Maybe we all just got caught up in thinking about novels. But I suspect there’s more to it than that.
Is nonfiction publishing’s red-headed stepchild?
Here are the reasons it just might be:
1. Fiction connects readily with our emotions. When it comes to recalling a favorite book, we tend to retrace our reading experiences. That takes us down the trail of how we felt when we read a book rather than down the path of what knowledge we gained. And that tends to take us to fiction. I don’t see that as a ding against nonfiction; it’s just that story passes through our hearts on its way to our brains. A memoir or narrative nonfiction also has our hearts as its trajectory.
2. Nonfiction is harder to talk about because categories offer vastly different types of experiences. Fiction=story. Nonfiction could be a book on apologetics, a devotional, a self-help treatise, a memoir, etc. In other words, when we talk about fiction, we have set categories: the plotline, the characters, the writing. But with nonfiction, we read and talk about each category differently. I think that makes nonfiction more difficult for us to discuss with each other.

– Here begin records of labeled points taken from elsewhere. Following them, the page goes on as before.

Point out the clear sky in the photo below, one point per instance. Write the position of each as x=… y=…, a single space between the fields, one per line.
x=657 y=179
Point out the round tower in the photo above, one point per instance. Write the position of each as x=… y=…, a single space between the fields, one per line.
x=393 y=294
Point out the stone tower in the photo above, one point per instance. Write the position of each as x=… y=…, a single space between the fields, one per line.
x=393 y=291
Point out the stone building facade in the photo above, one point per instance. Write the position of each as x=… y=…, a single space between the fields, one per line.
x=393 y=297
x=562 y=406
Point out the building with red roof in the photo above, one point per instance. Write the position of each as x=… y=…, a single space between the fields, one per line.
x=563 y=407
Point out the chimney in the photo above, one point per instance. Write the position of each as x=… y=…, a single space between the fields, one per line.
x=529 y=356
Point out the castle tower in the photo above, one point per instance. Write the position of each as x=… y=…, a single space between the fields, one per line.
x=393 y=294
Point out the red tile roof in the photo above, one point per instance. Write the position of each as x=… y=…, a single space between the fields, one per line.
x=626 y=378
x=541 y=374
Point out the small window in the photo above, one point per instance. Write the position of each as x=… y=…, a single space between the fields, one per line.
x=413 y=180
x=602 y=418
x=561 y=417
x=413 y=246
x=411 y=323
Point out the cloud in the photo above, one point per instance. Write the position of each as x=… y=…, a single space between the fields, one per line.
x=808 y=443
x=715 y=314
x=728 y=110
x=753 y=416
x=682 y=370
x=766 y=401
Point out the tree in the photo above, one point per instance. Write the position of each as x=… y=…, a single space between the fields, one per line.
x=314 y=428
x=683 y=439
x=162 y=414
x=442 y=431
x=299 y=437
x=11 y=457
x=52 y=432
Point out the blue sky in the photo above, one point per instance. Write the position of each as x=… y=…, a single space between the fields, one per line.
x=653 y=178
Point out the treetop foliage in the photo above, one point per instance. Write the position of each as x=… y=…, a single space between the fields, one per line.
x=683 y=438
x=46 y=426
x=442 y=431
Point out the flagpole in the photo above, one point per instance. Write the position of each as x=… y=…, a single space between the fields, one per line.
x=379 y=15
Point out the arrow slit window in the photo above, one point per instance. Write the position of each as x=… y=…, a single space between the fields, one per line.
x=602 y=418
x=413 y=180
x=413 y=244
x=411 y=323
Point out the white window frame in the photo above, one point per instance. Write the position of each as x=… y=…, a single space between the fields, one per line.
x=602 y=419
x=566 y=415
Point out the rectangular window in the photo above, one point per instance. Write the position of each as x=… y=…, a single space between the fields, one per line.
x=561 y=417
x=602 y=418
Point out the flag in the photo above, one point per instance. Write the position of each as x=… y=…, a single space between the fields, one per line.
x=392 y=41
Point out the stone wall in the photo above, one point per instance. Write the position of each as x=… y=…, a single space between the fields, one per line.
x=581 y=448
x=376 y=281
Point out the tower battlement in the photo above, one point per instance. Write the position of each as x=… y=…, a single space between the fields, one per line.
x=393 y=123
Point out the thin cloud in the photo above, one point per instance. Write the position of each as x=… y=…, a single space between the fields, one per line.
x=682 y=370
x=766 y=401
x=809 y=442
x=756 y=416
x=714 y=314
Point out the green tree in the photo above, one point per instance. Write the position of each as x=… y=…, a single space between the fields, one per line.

3. We don’t always talk about the nonfiction book that was meaningful to us because it was on a personal topic. Do you want to admit the best book you read was on how to deal with unruly children? Um, probably not. We don’t often ask someone why they decided to read a certain novel (and, if we do, the answer is easy), but I think we wonder what made someone choose a particular nonfiction book. And the reader might not want to explain. So a great nonfiction book might not get the same kind of word-of-mouth marketing as a novel. (This, of course, doesn’t apply to devotionals, memoirs or narrative nonfiction. See how hard it is to talk about nonfiction as a group?)
3. Nonfiction often is centered on ideas rather than storyline. My book club just finished reading The End of Money (a book I highly recommend, by the way). Our discussion touched on the writing style, but for most of the evening, we talked about money, using ideas from the book as our springboard. I think talking about a book’s ideas is a more complex, involved conversation than talking about a story. If I say I just read The Paris Wife, I can easily summarize it by saying it’s a novel about Ernest Hemingway’s first wife, whom he viewed as the love of his life. Voila! I can fill in lots of details, but it’s easy to grasp in a few words. (And, to be fair, The End of Money is easy to talk about simply as well: Why cash is about to become a dinosaur.)
Despite these arguments for why we seem to prefer fiction to nonfiction, I contend nonfiction is not publishing’s red-headed stepchild. If you look at best-seller lists that blend fiction and nonfiction, nonfiction wins the most slots–by a lot. One list that blends the two is ECPA’s (Evangelical Christian Publishing Association). For February, 46 of the top 50 best-sellers are…trumpet, please…nonfiction. I should wish to be such a red-head!
Do you think our reading preferences will change because of e-readers, which people have found are great for fiction but not so satisfying for nonfiction?
What percentage of your reading is fiction vs. nonfiction? If you have a preference, why is that your choice?
Let me add, as a PS, that I will be limited in my ability to discuss my thoughts with you because I’m attending a funeral today. Please enter into a hearty discussion with each other, and I’ll join in as I’m able.